As mentioned in a subsection, Christine Lagarde is a convicted criminal (for negligence in the use of public funds). This is very important information to surface, and it is front-and-center in the bios of other high-profile criminals. JonQalg (talk) 20:08, 1 December 2022 (UTC)[reply]

Along with my edit to the description, I would like to add the relevant sections for the cutout: Criminal status, Conviction, etc JonQalg (talk) 20:33, 1 December 2022 (UTC)[reply]

See here for an example: https://en.wikipedia.org/wiki/Martin_Shkreli JonQalg (talk) 20:34, 1 December 2022 (UTC)[reply]

The article already mentions Lagarde's conviction in the fourth paragraph of the lead, and devotes a three-paragraph subsection to it. This seems to be perfectly adequate coverage to me.
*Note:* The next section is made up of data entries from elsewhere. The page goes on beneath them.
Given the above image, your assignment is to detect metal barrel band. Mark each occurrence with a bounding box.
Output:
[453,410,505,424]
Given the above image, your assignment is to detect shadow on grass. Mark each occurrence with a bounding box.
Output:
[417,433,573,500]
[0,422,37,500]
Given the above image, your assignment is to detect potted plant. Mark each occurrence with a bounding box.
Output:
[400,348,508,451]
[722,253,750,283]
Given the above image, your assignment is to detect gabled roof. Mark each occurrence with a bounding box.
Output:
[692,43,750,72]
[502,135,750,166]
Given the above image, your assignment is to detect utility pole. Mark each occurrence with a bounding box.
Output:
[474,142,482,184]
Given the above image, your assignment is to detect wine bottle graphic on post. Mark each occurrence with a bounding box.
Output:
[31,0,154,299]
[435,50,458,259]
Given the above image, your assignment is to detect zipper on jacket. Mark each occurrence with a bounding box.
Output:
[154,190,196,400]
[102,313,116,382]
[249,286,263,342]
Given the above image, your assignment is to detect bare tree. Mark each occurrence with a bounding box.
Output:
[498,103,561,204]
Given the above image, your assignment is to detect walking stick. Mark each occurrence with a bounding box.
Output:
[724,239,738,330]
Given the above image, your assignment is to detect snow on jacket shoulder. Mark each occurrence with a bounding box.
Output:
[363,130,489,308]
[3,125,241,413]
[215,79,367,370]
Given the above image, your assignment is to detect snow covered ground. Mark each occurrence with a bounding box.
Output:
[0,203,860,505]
Lagarde is absolutely not predominantly known for her criminal convictions in a way which would justify including it in the first sentence of her biography, ahead of her roles as politician, lawyer, and president of the ECB as this edit attempted to do. Caeciliusinhorto (talk) 15:29, 2 December 2022 (UTC)[reply]

That edit appears to be the appropriate place for something that merits a three-paragraph subsection. She had become very well known for her recent criminal conviction, likely because of her role as president of the ECB, a role that one imagines requires a lack of negligence in the use of public funds. JonQalg (talk) 23:31, 2 December 2022 (UTC)[reply]

Looks like we will have another example soon! https://en.wikipedia.org/wiki/Cristina_Fern%C3%A1ndez_de_Kirchner JonQalg (talk) 15:46, 7 December 2022 (UTC)[reply]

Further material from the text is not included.